The proportion of investor loans fell back to 48%, whereas a few months back it was well above 50%. Refinance of owner occupied loans continues to rise, to nearly 20% of all loans written, a level not seen since 2012. So the relative shift away from investment loans is confirmed, in response to regulatory intervention.
In stock terms, the mix of investment loans – as reported in original terms, has fallen back to 38%, but is still way higher than when regulators officially started to worry about the systemic risks of investment loans above mid thirties. we can expect to see further data revisions in coming months, as banks continue to reclassify loans.
Turning to first time buyers, the number of first home buyer commitments as a percentage of total owner occupied housing finance commitments fell to 15.4% in September 2015 from 15.8% in August. However, this does not tell the full story.

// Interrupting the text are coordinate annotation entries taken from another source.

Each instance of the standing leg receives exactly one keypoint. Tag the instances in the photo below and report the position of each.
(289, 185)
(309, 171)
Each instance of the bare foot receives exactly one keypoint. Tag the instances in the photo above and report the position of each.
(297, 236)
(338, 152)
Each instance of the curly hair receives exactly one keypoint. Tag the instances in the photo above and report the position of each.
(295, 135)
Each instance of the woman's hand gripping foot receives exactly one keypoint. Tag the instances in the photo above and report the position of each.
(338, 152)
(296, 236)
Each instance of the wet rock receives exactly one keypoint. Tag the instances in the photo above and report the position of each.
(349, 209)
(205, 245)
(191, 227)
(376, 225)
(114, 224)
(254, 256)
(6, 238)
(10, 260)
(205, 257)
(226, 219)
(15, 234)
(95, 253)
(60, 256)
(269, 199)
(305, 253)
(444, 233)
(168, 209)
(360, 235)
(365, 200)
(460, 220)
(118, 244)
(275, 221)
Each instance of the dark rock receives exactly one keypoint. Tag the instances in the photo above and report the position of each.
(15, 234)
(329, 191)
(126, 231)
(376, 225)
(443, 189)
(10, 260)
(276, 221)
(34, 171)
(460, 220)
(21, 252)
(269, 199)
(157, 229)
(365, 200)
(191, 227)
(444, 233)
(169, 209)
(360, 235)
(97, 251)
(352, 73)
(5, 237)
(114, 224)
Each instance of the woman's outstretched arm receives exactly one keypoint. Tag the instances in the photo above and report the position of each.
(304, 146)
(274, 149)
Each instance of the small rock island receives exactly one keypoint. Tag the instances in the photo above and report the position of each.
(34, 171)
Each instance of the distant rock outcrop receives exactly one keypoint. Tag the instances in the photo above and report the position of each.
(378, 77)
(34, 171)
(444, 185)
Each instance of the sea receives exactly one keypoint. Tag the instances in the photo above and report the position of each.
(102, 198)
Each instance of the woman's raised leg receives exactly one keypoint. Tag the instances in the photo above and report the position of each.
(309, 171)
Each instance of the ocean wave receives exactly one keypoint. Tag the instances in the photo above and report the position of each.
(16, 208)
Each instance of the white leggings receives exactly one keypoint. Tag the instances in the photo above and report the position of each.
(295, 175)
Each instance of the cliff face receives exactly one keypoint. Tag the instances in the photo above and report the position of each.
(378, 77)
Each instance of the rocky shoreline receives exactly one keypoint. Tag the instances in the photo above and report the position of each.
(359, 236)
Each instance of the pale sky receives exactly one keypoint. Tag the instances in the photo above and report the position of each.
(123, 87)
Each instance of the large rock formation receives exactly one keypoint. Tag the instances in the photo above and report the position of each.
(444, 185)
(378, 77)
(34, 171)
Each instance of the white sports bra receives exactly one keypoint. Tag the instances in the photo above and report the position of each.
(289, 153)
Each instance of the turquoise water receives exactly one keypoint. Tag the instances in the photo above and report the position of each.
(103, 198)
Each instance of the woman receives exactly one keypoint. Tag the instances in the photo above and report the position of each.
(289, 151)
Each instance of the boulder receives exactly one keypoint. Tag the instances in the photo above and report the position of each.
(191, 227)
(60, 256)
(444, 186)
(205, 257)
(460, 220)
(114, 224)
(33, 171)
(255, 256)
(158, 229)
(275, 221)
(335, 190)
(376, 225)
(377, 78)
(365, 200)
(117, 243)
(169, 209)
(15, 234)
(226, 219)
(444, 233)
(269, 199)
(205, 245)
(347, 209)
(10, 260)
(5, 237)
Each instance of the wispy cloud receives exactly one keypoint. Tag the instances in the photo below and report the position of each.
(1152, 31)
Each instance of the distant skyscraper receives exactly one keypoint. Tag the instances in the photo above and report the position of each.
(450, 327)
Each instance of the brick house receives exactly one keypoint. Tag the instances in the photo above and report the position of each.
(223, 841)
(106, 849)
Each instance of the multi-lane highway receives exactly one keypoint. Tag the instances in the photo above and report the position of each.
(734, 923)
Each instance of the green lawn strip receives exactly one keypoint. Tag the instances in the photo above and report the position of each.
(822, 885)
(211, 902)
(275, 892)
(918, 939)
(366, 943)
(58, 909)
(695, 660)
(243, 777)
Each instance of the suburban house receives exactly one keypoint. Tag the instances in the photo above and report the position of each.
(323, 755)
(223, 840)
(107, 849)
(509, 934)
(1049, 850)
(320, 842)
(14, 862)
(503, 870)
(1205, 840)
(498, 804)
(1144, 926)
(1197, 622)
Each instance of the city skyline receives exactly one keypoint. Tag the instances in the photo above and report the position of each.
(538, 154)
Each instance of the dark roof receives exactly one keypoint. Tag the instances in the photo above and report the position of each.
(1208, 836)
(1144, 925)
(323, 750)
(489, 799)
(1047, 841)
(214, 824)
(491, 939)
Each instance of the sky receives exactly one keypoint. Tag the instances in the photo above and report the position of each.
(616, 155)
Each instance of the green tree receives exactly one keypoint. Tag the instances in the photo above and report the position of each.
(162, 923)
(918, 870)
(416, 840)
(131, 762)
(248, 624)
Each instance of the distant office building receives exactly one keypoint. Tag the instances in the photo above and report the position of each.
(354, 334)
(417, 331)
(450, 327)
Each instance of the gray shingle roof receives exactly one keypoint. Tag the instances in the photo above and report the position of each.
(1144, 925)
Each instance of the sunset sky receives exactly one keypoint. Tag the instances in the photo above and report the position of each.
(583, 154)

Looking at DFA adjusted data, to take account of first time buyers going direct to the investment sector, we see a further fall in new FTB investor loans, down more than 2% in the month. The number of FTB loans for owner occupation rose however, by 6%, so the overall volume of loans is up. The average FTB loan was 2% larger this month.
The strategies of the banks are clear, focus on owner occupied loans, and offer deep discounts to wrest refinanced loans from competitors, whilst using back-book repricing to fund it. At what point will the regulators step-up their surveillance of owner occupied lending? We think they should do so now.